The Simpkin Project will drop their new album on September 29, called Beam of Light. In the interim, the band offers up Beam of Light Mixtape highlighting excerpts of their new songs. The mixtape is excellent! And Huff Post is premiering it right here, right now!
Stylistically, the Simpkin Project is best described as West Coast reggae rockers. But there’s more to their sound than just reggae. They incorporate elements of Latin jazz, R&B, Americana, country and gospel into their sound. The various elements are layered upon a foundation of unprocessed reggae rhythms, giving their sound a distinctive inimitable flavor that makes it sui generis and attractive. The reggae bottom acts as an incubator in which the other influences nurture, mature and flourish. In addition, the Simpkin Project abstains from singing in Jamaican Patois or Jamaican English. This abstinence gives their music remarkable color.
The mixtape contains twenty tracks, in the following order: “Some things don't change;” “Hustling;” “Everything you want;” “Never forget;” “Solidarity live;” “Lose control;” “It's only nothing;” “Perfect harmony;” “Dub on tall;” “The worlds on your shoulders;” “Showtime;” “Beam of light;” “Many rivers;” “If you really want it;” “I'll be there;” “Coming home;” “Check yourself;” “Dub monger;” “Passion;” “Try to understand.”
“Some Things Don’t Change” mingles an Americana influence with a subtle reggae rhythm. “Hustling” carries an organic reggae progression, along with a smooth melody that rides the keyboards and guitars. The groove is cogent and enthusiastic. And the vocals slide silkily over the melody. “Everything You Want” emanates an even reggae groove and melody that’s guitar-driven, with vocal harmonies that add a bright layered effect to the melody. The guitar solo exudes lots of fuzz buster as a kind of sonic shading.
“Never Forget” rides a roots reggae groove that establishes a catchy melody that gets your shoulders and head to moving. The lead vocals are crisp and backed by charming vocal harmonies. “Solidarity” is a reggae tune with a Latin jazz feel inherent in the guitars. A persuasive melody underlies the laid-back vocals; and the guitar accents not only add acquiescent harmonics, but ooze a bossa nova flavor. “Lose Control” starts with a blues-infused reggae intro, that segues to a steady reggae groove. The melody is tantalizing, yet subdued.

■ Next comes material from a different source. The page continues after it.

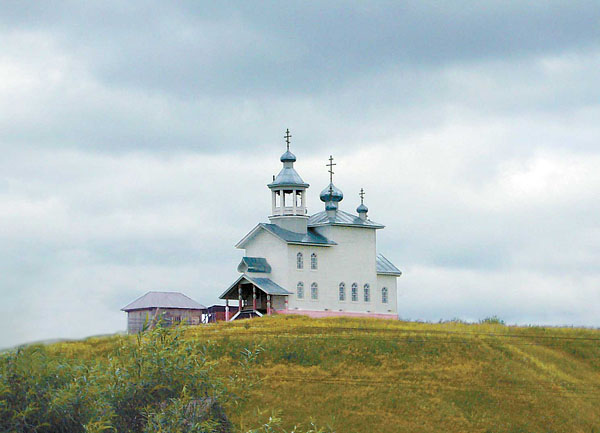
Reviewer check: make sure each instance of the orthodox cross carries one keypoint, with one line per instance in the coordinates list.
(330, 165)
(287, 138)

“It’s Only Nothing” rides on a light, crisp melody featuring excellent guitar inflections. The vocals are honeyed and flowing. “Perfect Harmony” goes back to a roots reggae feel for its melody, heavy with sidestick percussion that complements the rhythm. The vocal harmonies are genteel and crystal clear. “Dub On Tall” begins with layered resonant guitars, and then transitions into a dub rocking reggae melody chock-full of reverberating instruments and vocalizations. “The World’s On Your shoulder” gives life to a stylish reggae melody and articulate vocal harmonies. The tune is elegant and placid as it progresses with exaggerated delicacy.
“Showtime” features a nimble reggae groove and bright horns that add drawling intonations, along with a shifting feel. The saxophone solo really provides the tune with vitality. “Beam Of Light” is the title track of the band’s forthcoming album, slated to drop in September. A contagious melody supports antiphonal vocals that add a stellar duplicative nuance. “Many Rivers” begins with a religious-sounding organ, and then the reggae groove jumps in, as the shimmering melody is established. The vocal harmonies emanate a gospel-like tone that works well with the reggae rhythm.

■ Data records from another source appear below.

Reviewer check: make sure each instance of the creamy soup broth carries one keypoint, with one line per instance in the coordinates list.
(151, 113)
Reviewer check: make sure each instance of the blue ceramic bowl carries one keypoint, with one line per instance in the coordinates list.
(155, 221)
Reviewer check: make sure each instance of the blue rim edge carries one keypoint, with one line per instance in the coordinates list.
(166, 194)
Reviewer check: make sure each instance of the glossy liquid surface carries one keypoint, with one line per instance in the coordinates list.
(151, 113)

“If You Really Want It” conveys a reggae groove and traditional melody tinged with an R&B feel. Once again, the Simpkin Project demonstrates their talent for vocal harmonies. “I’ll Be There” stresses a gospel sensibility that’s carried on a reggae melody, providing the tune with secular and simultaneously pious ambiance. “Coming Home” takes on an Americana/country western flavor set in a reggae matrix. The result is a delicate melody pregnant with an earthy aura. “Check Yourself” exhibits a dub step influence, as the beat is strong and rapid, with a melody that gallops on the keyboards.
“Dub Monger” combines psychedelic pop with a slow reggae rhythm that peals with energy and reverberation. It resembles a reggae version of the Beach Boys’ “Good Vibrations,” which means it has kaleidoscopic pizzazz. “Passion” reflects gospel-like vocals traveling on a reggae melody. The tune parades a definite devout flavor. The last track on the mixtape is “Try To Understand,” a country-flavored reggae piece, with a graceful, simple melody that is inherently pensive and philosophical.

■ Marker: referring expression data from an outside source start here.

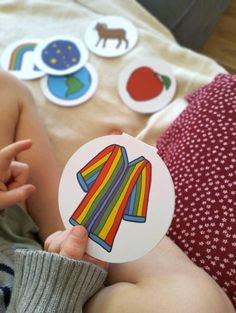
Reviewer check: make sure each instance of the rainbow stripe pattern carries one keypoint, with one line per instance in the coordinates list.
(115, 190)
(17, 56)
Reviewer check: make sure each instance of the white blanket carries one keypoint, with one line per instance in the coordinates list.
(68, 128)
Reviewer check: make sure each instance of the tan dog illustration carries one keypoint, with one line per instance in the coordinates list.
(105, 33)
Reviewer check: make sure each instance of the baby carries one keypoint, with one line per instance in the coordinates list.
(62, 278)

The Simpkin Project has it going on! The mixtape demonstrates the band’s ability to varnish stylistic modifications over an organic reggae rhythm, producing a gorgeously incomparable sound that is all their own. And if that’s not enough, they leaven the sound with dazzling vocal harmonies, instrumental harmonics and contagious melodies. I can’t wait for the album to drop.